Transcripts
Dermot Murnaghan talks to Guy Verhofstadt, MEP, on the Eurozone and banking crisis
Any quotes used must be attributed to Murnaghan, Sky News
DERMOT MURNAGHAN:
Sky News has learned that members of the G20 group of nations are preparing behind the scenes for Greece to default on its debts. The message therefore is unlikely to calm global stock markets which have plunged in recent weeks and months as the crisis surrounding the Eurozone has deepened. Joining me now from Brussels is Guy Verhofstadt, former Prime Minister of Belgium, head of the Liberal group in the European Parliament, a man tipped as well to be successor to European President, Jose Manuel Barosso. A very good morning to you, Mr Verhofstadt, is that the way you read the Greek situation now, that Greece is almost beyond redemption and some form of way of allowing it to default has to be found?
GUY VERHOFSTADT:
Well I think that we shall find a solution for Greece and that can maybe be a reorganisation I should say of their debt problem but we have to underline very clearly that this is not a Greek debt crisis what we are living today, it is a more structural, more fundamental crisis of the Eurozone because we have built in the past a monetary union and not an economic and a fiscal union at the same time and it is impossible to have a single currency on the one side and 17 different governments, 17 different bank markets and 17 different economic strategies on the other side and that’s the real origin of this crisis.
DERMOT MURNAGHAN:
So is that the way you would see the solution lying, closer integration in those areas you describe because others of course say well there is another way, either Greece and others could leave the euro or Germany could go it alone and leave the rest of them in the euro.
GUY VERHOFSTADT:
Yes, but I think that would be a very bad solution, if a country leaves the Eurozone that should create contagion in a number of other countries so if tomorrow for example the Greeks decide themselves the Eurozone or they Euro countries are pushing out Greece, that should be a very bad thing for the euro as such because that should create contagion to a number of other countries, Spain, Portugal, Italy and maybe other countries of Eurozone.

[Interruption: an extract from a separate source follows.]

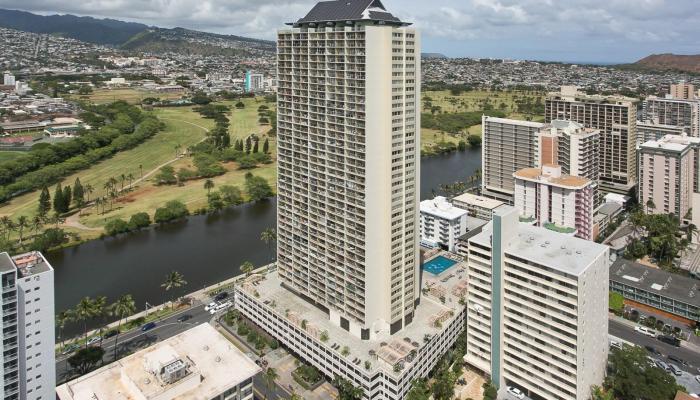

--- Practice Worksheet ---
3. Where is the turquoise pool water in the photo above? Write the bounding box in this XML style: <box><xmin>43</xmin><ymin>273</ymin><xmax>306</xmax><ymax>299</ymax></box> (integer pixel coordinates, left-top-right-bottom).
<box><xmin>423</xmin><ymin>256</ymin><xmax>457</xmax><ymax>275</ymax></box>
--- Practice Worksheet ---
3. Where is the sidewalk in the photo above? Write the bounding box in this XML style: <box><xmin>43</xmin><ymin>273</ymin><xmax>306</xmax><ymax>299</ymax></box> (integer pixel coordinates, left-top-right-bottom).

So I think there is only one way forward and that is to make an enormous jump forward in European integration and create the real economic union and fiscal union that we don’t have today and that means concretely that we should create an economic government for the Eurozone and an economic government with full powers also to implement the stability and the growth back and also to implement economic reforms in all the member states of the Eurozone.
DERMOT MURNAGHAN:
And implement, as we’ve seen with the Troika in Greece, implement really tough austerity programmes. A lot of people argue, a lot of people are arguing in this country, I’ve just been talking to the former Chancellor of the Exchequer Alistair Darling, arguing that if you overdo the cuts, if you overdo the austerity, you affect growth and it gets to a situation where they’ll never flourish and there is no way out of the debt crisis.
GUY VERHOFSTADT:
That’s true. We need austerity, certainly in Greece we need austerity but that’s not enough. That’s only one of the two tracks that you need, the other track that we need is growth and growth you can only create if the European Union and the member states are pushing for investments increase. Like for example not giving a part of the privatisation programme as collateral for new private investment, why not giving guarantees with the European Union to private investment in Greece? So what Europe is doing for the moment, they are only talking about austerity and that is absolutely necessary but they are not capable for the moment, they have not shown a way forward to see at least a minimum of growth in that country.
DERMOT MURNAGHAN:
Would you like to see the United Kingdom doing more, not of course in the euro but a mighty economic power within Europe and indeed the world, and mentioning the former Chancellor, he took a lead during the banking crisis of 2008. Is it doing enough now in your book in the Eurozone crisis?
GUY VERHOFSTADT:
I have seen Mr Osborne for the first time has said that if the euro wants to be safe for the future, the Eurozone countries need to make a fiscal union so I think that was a very important statement from a leading politician from Great Britain is saying to the Eurozone leaders, okay, make your economic and fiscal union otherwise it cannot work. Secondly I think that Great Britain, together with the other members of the European Union have to work urgently to solve the bank crisis because this bank crisis is not new. We have a bank crisis in 2008 in Europe, with banks that are undercapitalised and the situation becomes more and more unstable because of all of this bad bounce that different banks in Europe kept in their balances. So what we need is as fast as is possible a European solution to recapitalise the banks in Europe because it is the only way to get out of the crisis and to avoid a recession that is just before us.
DERMOT MURNAGHAN:
Mr Verhofstadt, many thanks. Guy Verhofstadt there with his thoughts on the Eurozone crisis and the banking crisis.